You really have only three options...
- Developing structural iridescence
- Lose hair and develop brightly colored patches of skin
- Symbiosis with algae or other single-celled organisms
Background to the problem
Your problem all stems from one central issue: mammalian hair is dead keratinized tissue (though the follicles are alive) and the only pigments mammals are capable of expressing in them are eumelanin and pheomelanin. Eumelanin makes brown and black pigments and pheomelanin makes red and yellow ones. Most vertebrates are incapable of making blue pigment (which you also need to make green pigment because yellow + blue = green) and those that are blue or green achieve this in different ways.
The way most blue and green vertebrates achieve their coloration is through structural iridescence of the skin, scales, or feathers. This can produce a blue coloration, and combined with yellow carotenoid pigments can be used to create green. The problem with this, however, is that structural iridescence is really something mammalian hair can't do due to the way it is microstructurally organized. Blue and green coloration in birds seems to be linked to the way bird feathers develop (which is different from how mammal hair develops) and are capable of forming complex cross-linking structures, while mammal hair is relatively plain. I remember reading that it was related to how bird feathers are able to cross-link, but I'm not entirely sure and I don't have said reference in front of me. The basic gist of the argument is that feathers, scales, and skin are complex three-dimensional structures that can be microscopically shaped to form different nanoscale structure because of their three-dimensionality. Mammal hair is basically a stick of keratin jutting out of a gland and doesn't have a lot of ways it can be shaped.
Losing Hair and Developing Brightly Colored Patches of Skin
An alternative would be to have the animal lose its hair and instead develop brightly colored patches of skin. This is what the only mammals with truly blue coloration (not grey-blue), primates such as mandrills, do. Because skin is living tissue it is possible to make more complex colors with bare mammalian skin than hair tissue.
A potential runner-up, but unlikely solution, is to allow the animal to get coloration from something it eats.
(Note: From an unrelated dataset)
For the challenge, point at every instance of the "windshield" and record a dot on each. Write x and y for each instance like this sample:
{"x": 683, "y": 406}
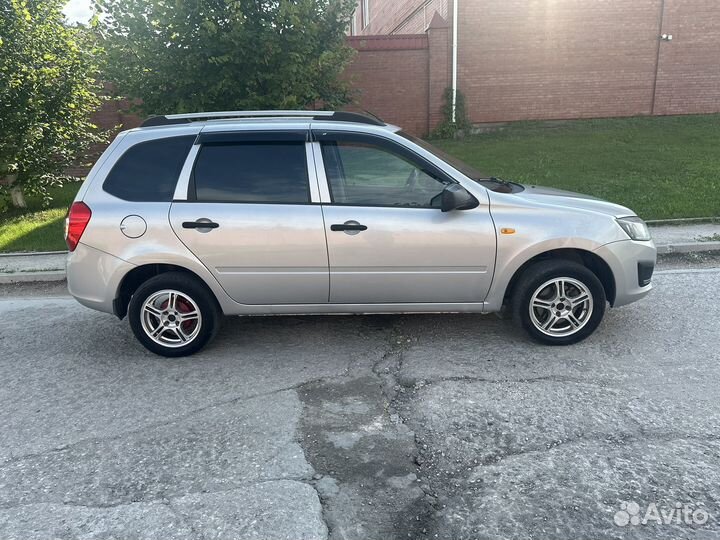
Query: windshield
{"x": 461, "y": 166}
I say unlikely because most of the time animals assimilate color from their food it tends to be red and yellow carotenoids, and most of the time those animals seem to be insectivores (at least the ones with bright colors). Notably, eating green plants would not allow an animal to assimilate the chlorophyll and become green, because chlorophyll does not survive digestion.
Another problem on top of this is that most mammals, with the exception of primates and certain marsupials, are dichromats, they cannot see the color red. As a result, the way they tend to see the world is washed out and from their perspective there isn't much difference between brown and green or blue because the red is missing. This is how many mammals can hide from other mammalian predators/prey despite being a very noticeable brown on a green backdrop: to a dichromat there is no difference between the two. This means there is likely to be very little selection for bright green and blue coloration because two of the primary drivers for color changes, sexual selection and camouflage, are not going to have any meaning. It's worth noting that the only mammals which have bright blue or green coloration are all primates, which can see in color.
Symbiosis with algae
This is what tree sloths do. Their hair has special grooves in it that algae grow in that make them appear green. It's thought that this makes for better camouflage against harpy eagles, which can see in color, compared to mammalian predators which cannot tell the difference between green and red-brown. This is probably the most realistic option on the list.